From The Smoking Gun: "As part of an international criminal probe into computer attacks launched this month against perceived corporate enemies of WikiLeaks, the FBI has raided a Texas business and seized a computer server that investigators believe was used to launch a massive electronic attack on PayPal." More details on the firm in question, and another hosting facility in California the FBI is investigating, at the bottom of the piece.
Probably somebody set up the IRC channel on their already-existing server (or that of their employer). The FBI is probably interested in the IRC server logs to find out who was connected and perhaps the logs of the chat if the server keeps them.
Actually… given the article on this here, perhaps the IRC channel was being used as a control conduit for the LOIC installs.
Kiddies, in future, host that stuff outside the US.
#8 so what? I was connected on anonops irc at that time but I didn’t attack paypal, am I a “criminal”? :P
Anon
“#8 so what? I was connected on anonops irc at that time but I didn’t attack paypal, am I a “criminal”? :P”
I sincerely don’t understand. I give up. I didn’t understand if they were charging the company with a crime, or if they were looking to find others on the server.
This will do nothing, stop no one. The sysadmin’s of the world are in control. operation “payback” its a joke. A puff piece. Calming the nerves of the public that doesn’t understand how the internet really works. You think the person running the bot net on that server was actually there? HA!
What, did they raid Steve Jackson Games again?
This won’t end well.
Another good reason to filter UDP at the edge of your network.
Filter UDP? I take it you don’t use DNS? Am I missing something?
The asymmetry here is painfully glaring. The FBI goes after the people who attacked PayPal but not those who earlier attacked WikiLeaks.
It may be difficult to do if the attack wasn’t domestic.

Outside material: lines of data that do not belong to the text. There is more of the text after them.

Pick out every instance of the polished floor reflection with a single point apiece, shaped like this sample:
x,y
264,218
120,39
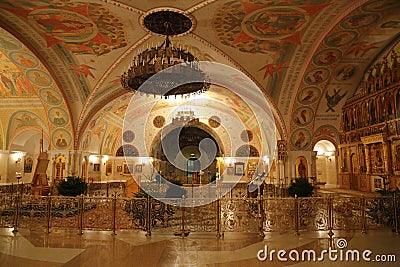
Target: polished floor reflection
x,y
128,248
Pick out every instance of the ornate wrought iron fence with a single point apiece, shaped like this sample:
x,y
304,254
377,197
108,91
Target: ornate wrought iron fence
x,y
245,215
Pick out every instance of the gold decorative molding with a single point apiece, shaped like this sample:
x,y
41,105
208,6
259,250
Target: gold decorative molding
x,y
375,138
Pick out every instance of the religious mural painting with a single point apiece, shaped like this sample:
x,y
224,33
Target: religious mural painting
x,y
82,28
300,139
301,167
303,116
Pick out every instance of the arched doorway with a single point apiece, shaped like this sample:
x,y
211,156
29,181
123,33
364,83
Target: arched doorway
x,y
189,138
326,165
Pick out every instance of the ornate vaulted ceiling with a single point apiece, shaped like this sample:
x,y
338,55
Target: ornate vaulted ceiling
x,y
61,61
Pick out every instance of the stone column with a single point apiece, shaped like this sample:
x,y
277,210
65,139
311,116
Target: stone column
x,y
367,158
386,157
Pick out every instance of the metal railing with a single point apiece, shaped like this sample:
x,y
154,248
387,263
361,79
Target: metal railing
x,y
243,215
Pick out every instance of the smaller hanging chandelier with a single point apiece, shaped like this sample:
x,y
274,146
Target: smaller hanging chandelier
x,y
178,69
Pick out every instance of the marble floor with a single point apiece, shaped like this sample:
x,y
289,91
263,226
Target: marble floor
x,y
130,248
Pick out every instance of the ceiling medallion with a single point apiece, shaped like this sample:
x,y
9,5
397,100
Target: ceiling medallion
x,y
185,78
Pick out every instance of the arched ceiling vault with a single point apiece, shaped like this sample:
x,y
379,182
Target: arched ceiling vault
x,y
308,57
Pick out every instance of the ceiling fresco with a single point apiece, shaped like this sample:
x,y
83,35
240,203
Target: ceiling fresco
x,y
62,60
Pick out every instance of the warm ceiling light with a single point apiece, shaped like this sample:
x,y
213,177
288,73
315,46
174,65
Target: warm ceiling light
x,y
183,77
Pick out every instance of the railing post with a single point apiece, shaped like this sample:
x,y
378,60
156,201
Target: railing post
x,y
218,218
296,214
396,218
148,217
48,214
80,218
16,212
183,216
114,206
261,216
330,220
363,217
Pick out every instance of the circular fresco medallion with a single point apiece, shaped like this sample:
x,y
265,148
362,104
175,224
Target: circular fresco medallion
x,y
341,38
316,76
179,23
58,117
246,136
61,139
327,56
24,59
308,95
128,136
303,116
86,141
274,22
159,121
9,43
50,96
301,139
345,73
214,121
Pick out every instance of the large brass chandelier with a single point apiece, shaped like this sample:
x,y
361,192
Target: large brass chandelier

So, (warning: dumb question here), is there a way that they can distinguish that the attacks actually originated from that server?
Or could it be that some other ISP location turned the server into a zombie or bot computer? Is there a way to know if someone hacked the computer, or sent a trojan in order to do the attacks?
Makes you feel good about hosting your data in a ‘secure’ data center. Imagine you’re hosting your (completely unrelated yet private) data in this Texas datacenter the day it gets raided by the FBI.
It appears that it wasn’t the server itself that was performing the DDoS, it was just hosting the IRC channel for coordination of the attacks.
Thanks for that answer. Does “hosting” imply that they were complicit somehow? Or is it that they simply have a business that makes money by “hosting” whatever activity or traffic someone pays them to put through their servers? I’m sorry if I should already know this.